Delek on Thursday announced the signing of a sale and purchase agreement.
The current partners in the Tamar project are Delek Drilling (22 percent), Chevron (25 percent), Isramco (28.75 percent), Tamar Petroleum (16.75 percent), Dor Gas (4 percent) and Everest (3.5 percent).
Reserves in the Tamar lease, after production of more than 69.3 billion cubic metres (BCM), is about 300BCM of natural gas and 14 million barrels of condensate.
Under the gas framework, outlined by the Government of Israel, Delek Drilling is obliged to sell all of its holdings in Tamar by the end of 2021.
The Tamar field was discovered in 2009 and is located 90km west of Haifa, offshore Israel, at an overall depth of 5,000 metres below sea level, and in waters that are 1,700 metres deep.
Production began in 2013, where the natural gas in Tamar is extracted through five production wells.
Delek said the discovery and development of the Tamar field which is playing a critical role in de-carbonising the region as gas-produced electricity rapidly replaces electricity derived from coal.
Gas from the Tamar field was also the first gas to be exported from Israel when Jordan began receiving gas from the field in 2017, followed by Egypt in 2020.
Mubadala Petroleum has assets in 10 countries and is a wholly-owned subsidiary of Mubadala Investment Company.

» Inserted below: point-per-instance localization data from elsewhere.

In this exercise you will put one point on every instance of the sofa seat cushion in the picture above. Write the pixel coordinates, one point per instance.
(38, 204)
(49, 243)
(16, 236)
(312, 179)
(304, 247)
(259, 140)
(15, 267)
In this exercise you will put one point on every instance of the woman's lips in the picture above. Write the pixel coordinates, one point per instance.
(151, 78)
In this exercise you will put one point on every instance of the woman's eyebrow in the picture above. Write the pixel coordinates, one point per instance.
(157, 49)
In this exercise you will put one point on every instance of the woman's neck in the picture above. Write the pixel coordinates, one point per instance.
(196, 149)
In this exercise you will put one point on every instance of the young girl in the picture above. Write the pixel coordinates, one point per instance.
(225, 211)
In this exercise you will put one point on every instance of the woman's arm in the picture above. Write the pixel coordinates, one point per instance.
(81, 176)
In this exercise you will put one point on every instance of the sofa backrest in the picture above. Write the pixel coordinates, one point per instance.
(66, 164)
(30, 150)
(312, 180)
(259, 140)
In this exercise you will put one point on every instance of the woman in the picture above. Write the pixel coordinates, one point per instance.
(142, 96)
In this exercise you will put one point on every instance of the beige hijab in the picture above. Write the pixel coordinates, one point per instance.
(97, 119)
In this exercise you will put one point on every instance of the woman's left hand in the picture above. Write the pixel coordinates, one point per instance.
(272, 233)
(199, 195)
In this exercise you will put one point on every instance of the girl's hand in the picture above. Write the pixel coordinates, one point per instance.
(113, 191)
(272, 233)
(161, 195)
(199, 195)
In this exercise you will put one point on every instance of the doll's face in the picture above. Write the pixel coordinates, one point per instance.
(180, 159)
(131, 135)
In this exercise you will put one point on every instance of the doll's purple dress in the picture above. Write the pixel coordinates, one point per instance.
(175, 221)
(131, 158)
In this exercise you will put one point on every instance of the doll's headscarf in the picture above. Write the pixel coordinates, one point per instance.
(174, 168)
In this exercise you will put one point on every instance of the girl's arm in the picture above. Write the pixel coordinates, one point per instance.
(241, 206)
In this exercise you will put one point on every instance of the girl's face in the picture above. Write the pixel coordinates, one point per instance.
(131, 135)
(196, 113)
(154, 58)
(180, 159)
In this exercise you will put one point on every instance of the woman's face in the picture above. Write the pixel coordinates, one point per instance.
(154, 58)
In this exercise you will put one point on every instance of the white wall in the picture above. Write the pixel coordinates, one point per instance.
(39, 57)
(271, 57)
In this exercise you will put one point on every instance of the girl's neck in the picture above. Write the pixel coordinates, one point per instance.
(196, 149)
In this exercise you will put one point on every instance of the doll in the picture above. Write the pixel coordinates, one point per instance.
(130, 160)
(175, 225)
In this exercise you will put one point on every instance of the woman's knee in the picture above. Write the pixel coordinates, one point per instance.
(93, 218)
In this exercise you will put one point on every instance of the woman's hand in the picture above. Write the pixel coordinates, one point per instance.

Yossi Abu, CEO of Delek Drilling said: ”This transaction marks a milestone in the alignment between Israel and the UAE following the Abraham Accords Peace Agreement signed between the two countries in 2020.
“On completion, the deal will represent one of the largest transactions between an Israeli entity and an Arab entity, which shows how Israel’s natural gas resources can be a source of collaboration between nations.”